Even if that was the initial motive, Mark, at no time during usage did you ever consider the competitive advantages?  PLEASE!

Secondly, when asked if he thought he would have hit the requisite number of homers to break Roger Maris’ single season record had he not been on steroids, McGwire offered a lame, indefinite response. In effect, he said: “I had good seasons and bad seasons when I used steroids. I had good seasons and bad seasons when I did not use steroids.” 

One way to measure the effect, Mark, might be to take your 3 best HR seasons into consideration, and tell us if you were on the juice during those seasons.  If the answer is “Yes”, then I think you might safely surmise that your performance was supplemented.

My questions aside, I am glad McGwire has made the admission.  He has apparently got the point (needle pun intended) that American sports fans are often more willing to overlook the indiscretions of those they believe are forthcoming.  Maybe Barry Bonds and Roger Clemens will soon follow. 

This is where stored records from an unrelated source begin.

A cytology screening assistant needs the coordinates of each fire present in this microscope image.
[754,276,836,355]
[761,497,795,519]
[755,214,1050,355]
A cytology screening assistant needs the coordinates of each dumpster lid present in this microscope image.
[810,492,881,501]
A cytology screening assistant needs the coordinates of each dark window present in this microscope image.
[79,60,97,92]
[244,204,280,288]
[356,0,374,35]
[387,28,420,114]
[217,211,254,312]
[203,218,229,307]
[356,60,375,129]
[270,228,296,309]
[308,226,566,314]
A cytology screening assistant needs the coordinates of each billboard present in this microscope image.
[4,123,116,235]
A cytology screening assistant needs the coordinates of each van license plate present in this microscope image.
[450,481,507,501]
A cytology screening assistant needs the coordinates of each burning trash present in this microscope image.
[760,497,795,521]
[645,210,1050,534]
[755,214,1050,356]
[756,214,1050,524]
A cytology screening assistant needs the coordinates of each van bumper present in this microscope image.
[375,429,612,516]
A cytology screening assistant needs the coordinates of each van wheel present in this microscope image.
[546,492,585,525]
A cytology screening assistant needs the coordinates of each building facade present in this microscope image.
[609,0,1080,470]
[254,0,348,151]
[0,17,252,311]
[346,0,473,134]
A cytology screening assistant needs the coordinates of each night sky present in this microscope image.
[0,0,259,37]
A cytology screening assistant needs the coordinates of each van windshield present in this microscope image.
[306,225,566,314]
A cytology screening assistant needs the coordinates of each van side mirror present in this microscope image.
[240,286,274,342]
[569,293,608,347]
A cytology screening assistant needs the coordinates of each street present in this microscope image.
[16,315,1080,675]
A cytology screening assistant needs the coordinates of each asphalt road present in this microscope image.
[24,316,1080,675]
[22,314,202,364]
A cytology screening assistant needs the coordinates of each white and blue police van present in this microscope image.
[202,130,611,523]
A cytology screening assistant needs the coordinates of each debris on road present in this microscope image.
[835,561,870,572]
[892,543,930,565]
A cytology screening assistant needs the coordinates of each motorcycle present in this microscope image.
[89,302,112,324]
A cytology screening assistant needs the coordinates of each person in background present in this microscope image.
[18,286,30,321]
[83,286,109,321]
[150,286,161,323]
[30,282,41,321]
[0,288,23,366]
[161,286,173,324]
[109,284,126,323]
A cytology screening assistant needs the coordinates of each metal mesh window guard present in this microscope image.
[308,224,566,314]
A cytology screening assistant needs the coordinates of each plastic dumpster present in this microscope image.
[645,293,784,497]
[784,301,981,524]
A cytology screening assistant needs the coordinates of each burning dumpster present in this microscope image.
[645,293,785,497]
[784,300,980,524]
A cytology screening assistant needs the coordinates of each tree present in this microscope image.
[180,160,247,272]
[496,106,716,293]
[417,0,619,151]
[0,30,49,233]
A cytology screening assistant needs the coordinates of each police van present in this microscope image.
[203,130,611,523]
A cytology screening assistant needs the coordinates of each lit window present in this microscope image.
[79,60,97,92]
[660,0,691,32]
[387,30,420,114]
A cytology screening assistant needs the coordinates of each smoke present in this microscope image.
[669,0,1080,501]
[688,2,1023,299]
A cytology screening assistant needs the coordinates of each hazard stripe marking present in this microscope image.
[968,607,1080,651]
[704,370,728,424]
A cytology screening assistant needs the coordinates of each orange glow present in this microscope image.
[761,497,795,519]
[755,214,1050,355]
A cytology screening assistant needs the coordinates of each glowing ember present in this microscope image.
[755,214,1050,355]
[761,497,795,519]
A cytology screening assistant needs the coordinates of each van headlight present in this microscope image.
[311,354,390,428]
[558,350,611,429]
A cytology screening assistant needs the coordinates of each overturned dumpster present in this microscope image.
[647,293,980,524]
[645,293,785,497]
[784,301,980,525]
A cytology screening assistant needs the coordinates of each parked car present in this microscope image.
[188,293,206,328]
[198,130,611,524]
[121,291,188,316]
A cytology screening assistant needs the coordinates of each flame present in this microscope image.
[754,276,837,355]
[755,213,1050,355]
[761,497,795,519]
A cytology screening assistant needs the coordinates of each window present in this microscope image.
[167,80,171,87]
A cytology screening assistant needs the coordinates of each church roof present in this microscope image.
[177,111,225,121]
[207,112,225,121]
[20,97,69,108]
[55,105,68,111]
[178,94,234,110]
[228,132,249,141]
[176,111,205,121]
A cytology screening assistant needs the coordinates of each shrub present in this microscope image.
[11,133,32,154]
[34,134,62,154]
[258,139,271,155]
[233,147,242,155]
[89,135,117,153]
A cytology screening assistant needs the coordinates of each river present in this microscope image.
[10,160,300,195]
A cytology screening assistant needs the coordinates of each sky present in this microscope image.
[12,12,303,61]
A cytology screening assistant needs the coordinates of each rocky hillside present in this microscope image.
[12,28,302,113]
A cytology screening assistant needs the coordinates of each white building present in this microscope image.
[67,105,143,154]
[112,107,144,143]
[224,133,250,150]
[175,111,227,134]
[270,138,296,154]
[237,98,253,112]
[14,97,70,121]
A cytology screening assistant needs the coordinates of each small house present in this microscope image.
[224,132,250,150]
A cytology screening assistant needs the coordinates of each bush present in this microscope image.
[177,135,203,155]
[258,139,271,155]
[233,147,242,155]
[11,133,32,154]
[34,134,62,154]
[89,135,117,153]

Now, go ahead, put McGwire in the Hall of Fame. Let’s put this all behind us and move on.

There is a real sense I am not sure I care that he was on steroids. At least not from a baseball standpoint.  The fact is, while people talk about his “cheating”, there was no rule against using steroids in Major League Baseball

I am not being soft on steroids. I am glad that professional sports are cracking down on these synthetic performance enhancers.  But, in short, if he didn’t break the rules, he should not be excluded from the fraternity. 

While it is questionable that he would have had HOF numbers apart from the drugs, let’s get real: It is a Hall of FAME, not sacred post. And few players have ever been as famous for their play – legal play, mind you – as McGwire was during the late ’90’s.

If someone needs to be hung in effigy, it seems to me it ought to be Baseball Commish Bud Selig.  He knew full well what was going on around the league, but chose to look the other way AND keep the performance enhancers legal. And more recently he has violated promised immunity to players who willingly submitted to drug tests so that MLB could ascertain the extent of the steroid epidemic. 

Selig is the snake. 

McGwire and the other players were just stupid.